This video is called Costa Rica Central Valley, Time Lapse February 2012, Gary Hoover.
Costa Rica, 28 March 2014. After the mountains and their hummingbirds and other wildlife, we went down to the Central Valley.
At 13:47, in Cartago, a great-tailed grackle.
Then, we went to the capital, San José. A small museum about Costa Rican indigenous people is there.
This video is called Costa Rica Pre-Columbian Gold Museum.
As the video, about a different museum than the one we visited, shows, before the Spanish conquistadores arrived in Costa Rica in the sixteenth century, there were indigenous cultures; in which gold processing played a role.
That gold attracted Spanish invaders. Their violence and diseases they brought with them soon killed most indigenous people.
Today, there are about 100,000 American Indian Costa Ricans.
This video says about itself:
Senior Project: Representations of Indigenous Connection to Land in Costa Rica
14 December 2010
My senior independent project for Global College, LIU.
This is an artistic, visual anthropology representation of indigenous connection to land based on photography and interviews during 6 homestays with Brunka, Terraba, Ngobe, Huetar, Chorotega, and Bribri communities in Costa Rica.
Some indigenous Costa Ricans make art to sell to souvenir shops. However, somewhat like with Australian aboriginal artists, the souvenir shops often don’t pay the American Indian artists fairly.
The shop of the San José museum was established to help correct this.

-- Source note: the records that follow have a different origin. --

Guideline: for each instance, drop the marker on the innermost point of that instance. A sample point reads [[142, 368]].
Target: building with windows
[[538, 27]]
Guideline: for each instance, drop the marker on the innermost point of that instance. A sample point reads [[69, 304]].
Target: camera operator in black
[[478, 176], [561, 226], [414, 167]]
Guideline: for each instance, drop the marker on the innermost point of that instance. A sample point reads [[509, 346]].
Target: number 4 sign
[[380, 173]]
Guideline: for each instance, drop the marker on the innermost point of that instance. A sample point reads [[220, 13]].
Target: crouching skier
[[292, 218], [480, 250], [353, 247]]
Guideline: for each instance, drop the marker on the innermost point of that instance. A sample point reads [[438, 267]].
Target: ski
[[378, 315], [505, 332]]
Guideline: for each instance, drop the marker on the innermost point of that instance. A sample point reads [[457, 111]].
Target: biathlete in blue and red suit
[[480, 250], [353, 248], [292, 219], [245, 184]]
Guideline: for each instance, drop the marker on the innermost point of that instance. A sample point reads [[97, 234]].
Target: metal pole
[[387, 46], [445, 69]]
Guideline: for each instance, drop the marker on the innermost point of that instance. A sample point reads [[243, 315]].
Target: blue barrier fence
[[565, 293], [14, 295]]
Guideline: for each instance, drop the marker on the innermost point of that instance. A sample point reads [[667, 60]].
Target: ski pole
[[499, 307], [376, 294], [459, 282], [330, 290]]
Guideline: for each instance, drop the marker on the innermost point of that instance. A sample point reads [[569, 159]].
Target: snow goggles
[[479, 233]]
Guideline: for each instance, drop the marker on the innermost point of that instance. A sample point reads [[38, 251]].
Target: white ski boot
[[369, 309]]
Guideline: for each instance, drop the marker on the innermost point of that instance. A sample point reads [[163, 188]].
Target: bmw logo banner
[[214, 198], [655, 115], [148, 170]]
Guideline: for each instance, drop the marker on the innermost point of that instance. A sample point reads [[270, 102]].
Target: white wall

It sells, eg, small sculptures of toucans and other animals.
A problem for Costa Rican indigenous people is oil corporations trying to drive them off their land, museum people told us.
Another threat is invasion by the United States military; supposedly for ‘humanitarian’ purposes (well, United States wars, like in Iraq where over a million civilians died, are officially ‘humanitarian‘ as well).
USAID in Costa Rica: here.
We continued to Santo Domingo de Heredia.